The fog continued to swirl around Kyrylo’s feet as he felt his body settle in this new world. The previously cocky Felix across from him could blend right into it with how pale he was. He was gasping at the air, his eyes darting from one aged building to the next. Not one was recognizable, all of them plucked straight from a historical district in Europe. Some even had signs and writing on them, made up of letters and shapes Kyrylo had never seen before.
“So you don’t know what this is either?” Kyrylo poked at Felix to try and get a response and the young man shook himself back into the moment.

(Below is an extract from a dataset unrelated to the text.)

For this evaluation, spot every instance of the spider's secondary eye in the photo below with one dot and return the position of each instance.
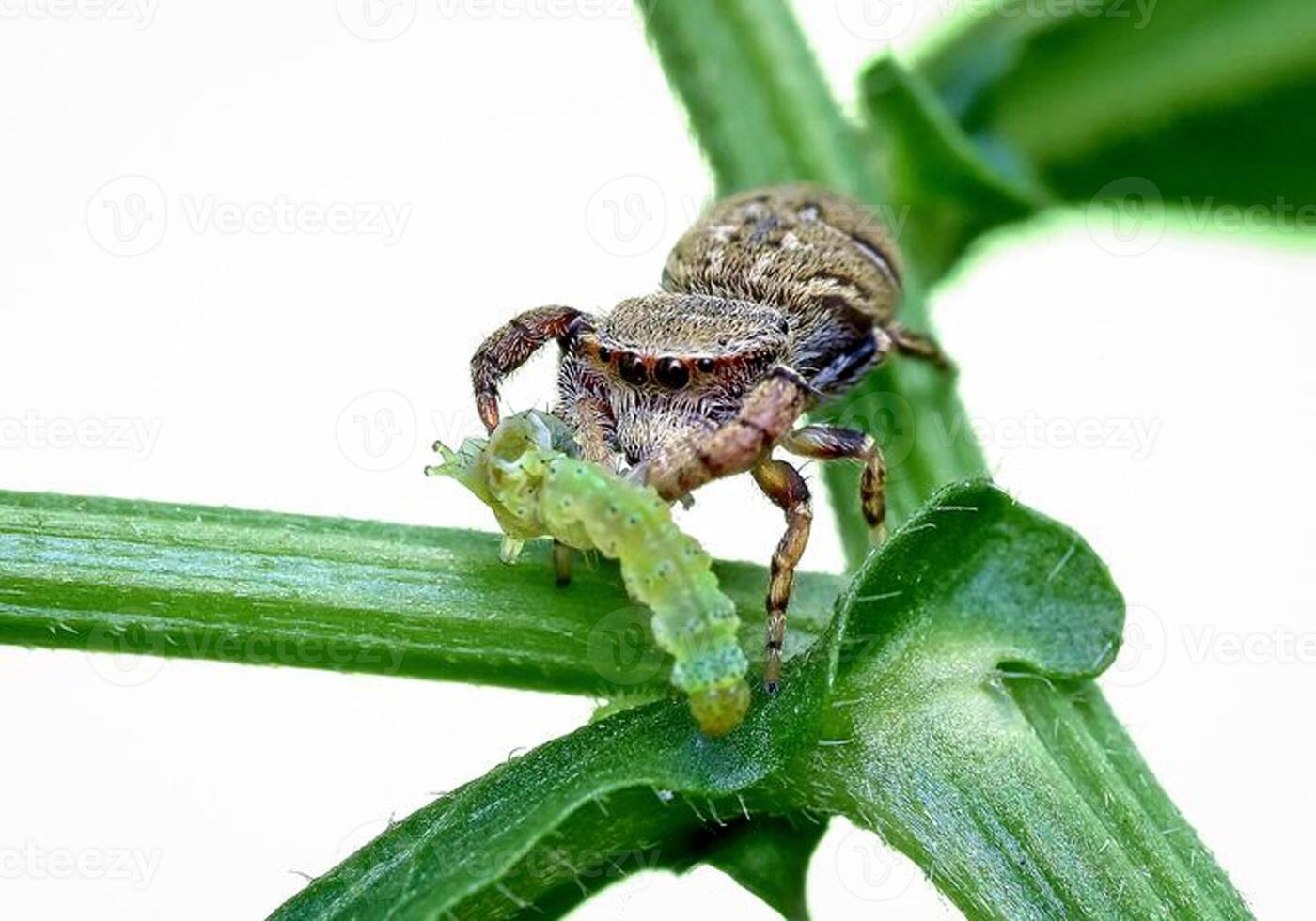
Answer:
(671, 372)
(632, 368)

“I already told you I don’t know. I don’t know any of this. I just want to train a recruit and kill spirits, like is that so much?” Felix tossed up his hands and stomped away, slamming a fist against a nearby wall.
“Hey I didn’t ask for this,” Kyrylo shot back. The tension from before was shooting back up, never quite abating; it had only been temporarily settled by the shock and terror of drifting down into another realm. But now what did he have to lose? “I wanted a normal life, that’s all I ever wanted. I want to just go to school and have a girlfriend and get a normal ass job where I just do regular things. This is very much not that.”
Kyrylo spun around to abandon Felix, ready to toss it all away. Except he walked into a wall of fog, cast in the eerie green light from the flames in the lamps above. And in that light he could see a faint figure, the outline of himself reflected back.
Except it wasn’t him. As he looked at it longer he could make it out a little better. Long, spindly, slender, with arms that ended in claws. Hunched, the figure stared back at him with two burning eyes of blackness. A spirit.
Not just a spirit, it was the spirit. The one hovering around Isabelle, the one he had tackled without thinking…the one he had fused with.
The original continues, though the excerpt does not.